Where the original was “of its time” and “a kind of commentary on the end of empire” she found the new adaptation does not “quite have that same force because of the timing”.
There are other important differences, too. She said Kerr’s “wonderful performance” is not quite as intensely delivered in the TV version and described its portrayal of Sister Ruth as “too girlish”, lacking the maturity and acidity of its predecessor. But she found American actor Alessandro Nivola’s portrayal of Mr Dean to be “more credible” than that delivered by David Farrar more than seven decades ago.
Meanwhile, flashbacks of Sister Clodagh’s failed love affair and engagement that led to her joining the religious order are in the new version: “much more overtly sexualised”.
“That doesn’t really come across in quite the same way in the original,” she added.
The film’s Alfred Junge won an Oscar in 1948 for Best Art Direction-Set Direction, while Jack Cardiff took the gong for Best Cinematography. Prof Street can see why. She said: “The place is seductive and the way it evokes this sort of otherness and other-worldliness is quite disturbing for all of the nuns.
“It was filmed in Pinewood Studios in Buckinghamshire and on location in Leonardslee, a subtropical garden in Sussex. That is the big difference between it and the current version which was shot on location in Nepal.”
The other major distinction she said is the new version’s more appropriate casting with “proper ethnic actors” instead of Caucasians made-up to look the part in the original.
And while she found the leading ladies of the TV series “less compelling” than their 1947 counterparts, she conceded: “It is very hard to compete with a performance that has become iconic. They decided to do something different, which is all they could do.”
She believes Kerr – who became part of Hollywood’s glitterati and had an illustrious and versatile career in movies like From Here To Eternity with Burt Lancaster and Edward My Son with Spencer Tracy – would have approved.
The professor said: “She always had a generous spirit. I have not come across anyone who had a bad word to say about her.
“She would think it was interesting that another version had been done, and what today’s film making might bring to that.”
To Hollywood from Helensburgh but star never forgot her Scottish roots
Deborah Kerr’s stage name pays homage to her Scots roots.
Born Deborah Jane Trimmer on September 30, 1921, in a private nursing home in Glasgow, she took the name from her paternal grandfather Arthur Kerr Trimmer who had adopted it from his Scottish maternal grandmother. Her soldier dad – Arthur Charles Trimmer aka Jack – lost a leg after being shot in the Battle of the Somme. After being discharged from both the army and hospital, he and his wife Colleen lived with his parents in Helensburgh.

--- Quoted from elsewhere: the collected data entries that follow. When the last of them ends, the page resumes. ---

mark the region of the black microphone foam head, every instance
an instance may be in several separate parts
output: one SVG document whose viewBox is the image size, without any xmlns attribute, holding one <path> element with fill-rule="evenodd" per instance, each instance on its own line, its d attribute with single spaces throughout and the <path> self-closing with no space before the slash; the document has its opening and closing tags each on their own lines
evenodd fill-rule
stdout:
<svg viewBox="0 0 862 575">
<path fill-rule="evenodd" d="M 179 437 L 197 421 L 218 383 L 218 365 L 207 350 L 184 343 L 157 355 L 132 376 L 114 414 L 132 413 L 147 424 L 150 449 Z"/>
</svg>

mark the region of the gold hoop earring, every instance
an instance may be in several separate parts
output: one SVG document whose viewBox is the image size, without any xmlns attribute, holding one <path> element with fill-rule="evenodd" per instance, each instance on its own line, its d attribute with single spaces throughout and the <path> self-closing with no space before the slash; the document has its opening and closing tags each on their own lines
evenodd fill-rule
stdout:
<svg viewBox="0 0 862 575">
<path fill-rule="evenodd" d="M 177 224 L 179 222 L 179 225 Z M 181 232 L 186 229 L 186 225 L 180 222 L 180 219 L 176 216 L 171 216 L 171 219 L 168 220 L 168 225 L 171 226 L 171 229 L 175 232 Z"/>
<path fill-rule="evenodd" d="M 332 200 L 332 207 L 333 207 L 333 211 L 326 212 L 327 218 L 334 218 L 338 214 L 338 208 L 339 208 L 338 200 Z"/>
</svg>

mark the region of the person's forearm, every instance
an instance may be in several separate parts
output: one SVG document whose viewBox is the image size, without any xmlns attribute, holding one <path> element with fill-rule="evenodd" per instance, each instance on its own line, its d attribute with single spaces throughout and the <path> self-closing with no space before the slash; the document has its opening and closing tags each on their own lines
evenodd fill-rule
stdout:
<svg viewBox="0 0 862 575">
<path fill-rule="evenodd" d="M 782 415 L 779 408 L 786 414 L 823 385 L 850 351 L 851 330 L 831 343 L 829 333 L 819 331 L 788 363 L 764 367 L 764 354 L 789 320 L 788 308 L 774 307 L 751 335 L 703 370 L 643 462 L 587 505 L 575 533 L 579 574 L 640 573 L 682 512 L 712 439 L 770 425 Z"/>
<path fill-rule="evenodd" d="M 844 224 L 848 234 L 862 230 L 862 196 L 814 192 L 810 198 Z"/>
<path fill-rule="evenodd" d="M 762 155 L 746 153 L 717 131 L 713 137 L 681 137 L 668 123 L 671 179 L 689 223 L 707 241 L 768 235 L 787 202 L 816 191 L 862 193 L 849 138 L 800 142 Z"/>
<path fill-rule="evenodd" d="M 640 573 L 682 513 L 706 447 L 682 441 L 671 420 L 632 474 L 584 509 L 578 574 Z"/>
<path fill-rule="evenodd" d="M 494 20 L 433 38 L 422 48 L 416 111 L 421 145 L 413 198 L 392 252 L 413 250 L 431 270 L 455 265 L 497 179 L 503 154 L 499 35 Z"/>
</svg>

Jack took an engineering job at Arrol’s bridge building firm where his dad worked. Deborah Kerr – as she came to be known – spent her early life in Helensburgh before moving with her parents to Gloucestershire. But she never lost her love, or connection, with Scotland.
Biographer Michelangelo Capua said she returned to Dunoon on location for the 1945 film Perfect Strangers. Many years later she penned a letter about her visit.

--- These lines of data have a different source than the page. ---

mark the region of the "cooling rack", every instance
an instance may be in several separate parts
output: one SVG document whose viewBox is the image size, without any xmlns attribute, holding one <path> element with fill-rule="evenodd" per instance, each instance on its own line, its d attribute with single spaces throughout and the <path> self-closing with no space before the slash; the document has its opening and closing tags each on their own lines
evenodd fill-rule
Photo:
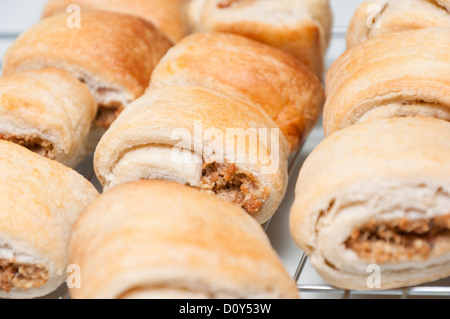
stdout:
<svg viewBox="0 0 450 319">
<path fill-rule="evenodd" d="M 334 28 L 329 52 L 326 58 L 327 66 L 345 51 L 345 28 Z M 7 47 L 19 33 L 0 32 L 0 49 Z M 1 69 L 1 58 L 0 58 Z M 327 284 L 315 272 L 308 257 L 294 244 L 289 233 L 289 212 L 294 201 L 294 189 L 297 177 L 304 160 L 309 153 L 323 140 L 323 128 L 321 120 L 311 132 L 302 149 L 289 160 L 289 187 L 286 197 L 274 217 L 264 225 L 264 229 L 272 242 L 274 249 L 279 254 L 287 271 L 297 283 L 300 296 L 305 299 L 353 299 L 353 298 L 444 298 L 450 299 L 450 278 L 425 285 L 407 287 L 404 289 L 383 291 L 349 291 L 334 288 Z M 93 154 L 84 159 L 76 170 L 86 177 L 100 191 L 101 185 L 97 180 L 92 166 Z M 45 299 L 70 298 L 67 288 L 62 285 L 54 293 L 44 297 Z M 44 299 L 43 298 L 43 299 Z"/>
</svg>

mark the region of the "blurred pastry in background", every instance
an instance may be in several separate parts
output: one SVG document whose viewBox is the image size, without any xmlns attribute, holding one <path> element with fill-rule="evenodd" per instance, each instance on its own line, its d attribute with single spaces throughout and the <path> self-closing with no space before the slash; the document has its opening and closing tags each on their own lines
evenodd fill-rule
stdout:
<svg viewBox="0 0 450 319">
<path fill-rule="evenodd" d="M 107 10 L 137 15 L 155 25 L 172 42 L 188 33 L 185 6 L 188 0 L 48 0 L 42 17 L 66 12 L 73 5 L 81 10 Z"/>
<path fill-rule="evenodd" d="M 450 27 L 450 0 L 366 1 L 350 22 L 347 47 L 387 33 L 433 27 Z"/>
<path fill-rule="evenodd" d="M 248 38 L 196 33 L 172 47 L 155 68 L 149 89 L 196 85 L 257 105 L 280 127 L 295 153 L 325 103 L 319 79 L 291 55 Z"/>
<path fill-rule="evenodd" d="M 289 52 L 318 77 L 332 27 L 328 0 L 192 0 L 191 32 L 240 34 Z"/>
</svg>

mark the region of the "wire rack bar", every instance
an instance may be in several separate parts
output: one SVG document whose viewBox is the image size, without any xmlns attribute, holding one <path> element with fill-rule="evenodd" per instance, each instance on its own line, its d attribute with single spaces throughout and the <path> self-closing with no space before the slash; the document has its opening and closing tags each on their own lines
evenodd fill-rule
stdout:
<svg viewBox="0 0 450 319">
<path fill-rule="evenodd" d="M 14 40 L 20 35 L 20 32 L 0 31 L 0 40 Z"/>
<path fill-rule="evenodd" d="M 333 38 L 345 38 L 347 36 L 347 28 L 345 27 L 334 27 L 331 31 Z"/>
</svg>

And the Helensburgh Heritage Trust reports the star twice visited the town in the 1950s when she stayed with friends on Charlotte Street.

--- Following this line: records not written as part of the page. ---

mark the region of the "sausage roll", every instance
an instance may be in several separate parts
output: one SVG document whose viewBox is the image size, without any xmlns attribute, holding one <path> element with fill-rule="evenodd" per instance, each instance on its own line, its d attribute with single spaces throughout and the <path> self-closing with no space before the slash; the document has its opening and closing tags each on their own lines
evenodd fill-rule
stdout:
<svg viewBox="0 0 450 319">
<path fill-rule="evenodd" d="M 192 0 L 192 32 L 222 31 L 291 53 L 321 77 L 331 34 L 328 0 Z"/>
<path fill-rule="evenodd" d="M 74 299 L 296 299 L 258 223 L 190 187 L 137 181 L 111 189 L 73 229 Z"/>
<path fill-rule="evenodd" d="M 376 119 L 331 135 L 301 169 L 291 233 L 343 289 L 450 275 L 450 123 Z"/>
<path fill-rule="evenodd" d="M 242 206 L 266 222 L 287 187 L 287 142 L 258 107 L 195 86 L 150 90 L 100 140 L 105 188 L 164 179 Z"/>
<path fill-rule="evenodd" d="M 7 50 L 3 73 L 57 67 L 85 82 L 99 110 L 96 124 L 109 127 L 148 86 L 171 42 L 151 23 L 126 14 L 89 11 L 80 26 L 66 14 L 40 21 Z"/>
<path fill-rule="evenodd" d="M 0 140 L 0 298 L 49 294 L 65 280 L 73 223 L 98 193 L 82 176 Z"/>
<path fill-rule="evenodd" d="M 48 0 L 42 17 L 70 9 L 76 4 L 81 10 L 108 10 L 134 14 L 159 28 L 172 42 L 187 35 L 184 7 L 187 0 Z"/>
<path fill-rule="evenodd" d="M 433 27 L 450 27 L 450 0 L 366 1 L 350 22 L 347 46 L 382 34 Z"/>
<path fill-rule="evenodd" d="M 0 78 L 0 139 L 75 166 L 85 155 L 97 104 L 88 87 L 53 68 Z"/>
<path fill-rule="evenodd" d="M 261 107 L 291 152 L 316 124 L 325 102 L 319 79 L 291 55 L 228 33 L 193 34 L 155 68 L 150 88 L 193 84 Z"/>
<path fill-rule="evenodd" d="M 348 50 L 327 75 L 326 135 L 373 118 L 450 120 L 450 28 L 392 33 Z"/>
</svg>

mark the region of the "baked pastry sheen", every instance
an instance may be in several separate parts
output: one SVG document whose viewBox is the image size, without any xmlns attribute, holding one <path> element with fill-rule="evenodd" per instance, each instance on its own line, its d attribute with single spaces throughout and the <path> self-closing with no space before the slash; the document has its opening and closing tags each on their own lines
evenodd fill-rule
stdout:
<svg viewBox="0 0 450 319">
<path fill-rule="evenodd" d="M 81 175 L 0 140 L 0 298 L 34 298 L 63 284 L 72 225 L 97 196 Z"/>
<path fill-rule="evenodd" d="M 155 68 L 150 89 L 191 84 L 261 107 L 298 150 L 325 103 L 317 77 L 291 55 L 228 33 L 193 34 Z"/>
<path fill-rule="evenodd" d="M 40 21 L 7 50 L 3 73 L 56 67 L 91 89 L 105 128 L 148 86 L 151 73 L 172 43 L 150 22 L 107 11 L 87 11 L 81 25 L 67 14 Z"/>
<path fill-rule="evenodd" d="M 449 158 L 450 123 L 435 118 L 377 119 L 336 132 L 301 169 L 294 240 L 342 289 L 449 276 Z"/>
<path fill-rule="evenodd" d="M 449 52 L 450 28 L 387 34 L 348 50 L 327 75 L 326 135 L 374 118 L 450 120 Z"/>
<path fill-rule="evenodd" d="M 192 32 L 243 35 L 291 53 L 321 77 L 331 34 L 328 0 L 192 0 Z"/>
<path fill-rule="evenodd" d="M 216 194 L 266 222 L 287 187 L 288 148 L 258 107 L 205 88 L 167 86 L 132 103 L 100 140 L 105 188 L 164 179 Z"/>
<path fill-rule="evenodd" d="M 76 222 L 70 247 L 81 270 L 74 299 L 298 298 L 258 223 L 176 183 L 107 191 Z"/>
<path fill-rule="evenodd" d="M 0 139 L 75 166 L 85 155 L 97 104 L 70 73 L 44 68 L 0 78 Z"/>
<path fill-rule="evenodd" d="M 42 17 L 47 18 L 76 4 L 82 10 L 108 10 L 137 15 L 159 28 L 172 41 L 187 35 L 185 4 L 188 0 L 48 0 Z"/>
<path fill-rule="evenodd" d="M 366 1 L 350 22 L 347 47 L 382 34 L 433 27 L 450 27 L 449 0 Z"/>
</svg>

While working on the 1956 movie The King And I with Yul Brynner she met singer Marni Nixon – who voiced her songs for her – and discovered they shared a Scottish ancestry. Her last visit to the city of her birth was in 1990 when she was a member of the international jury at the European Film Awards. It’s understood she had been hoping to visit Helensburgh during her visit but time ran out.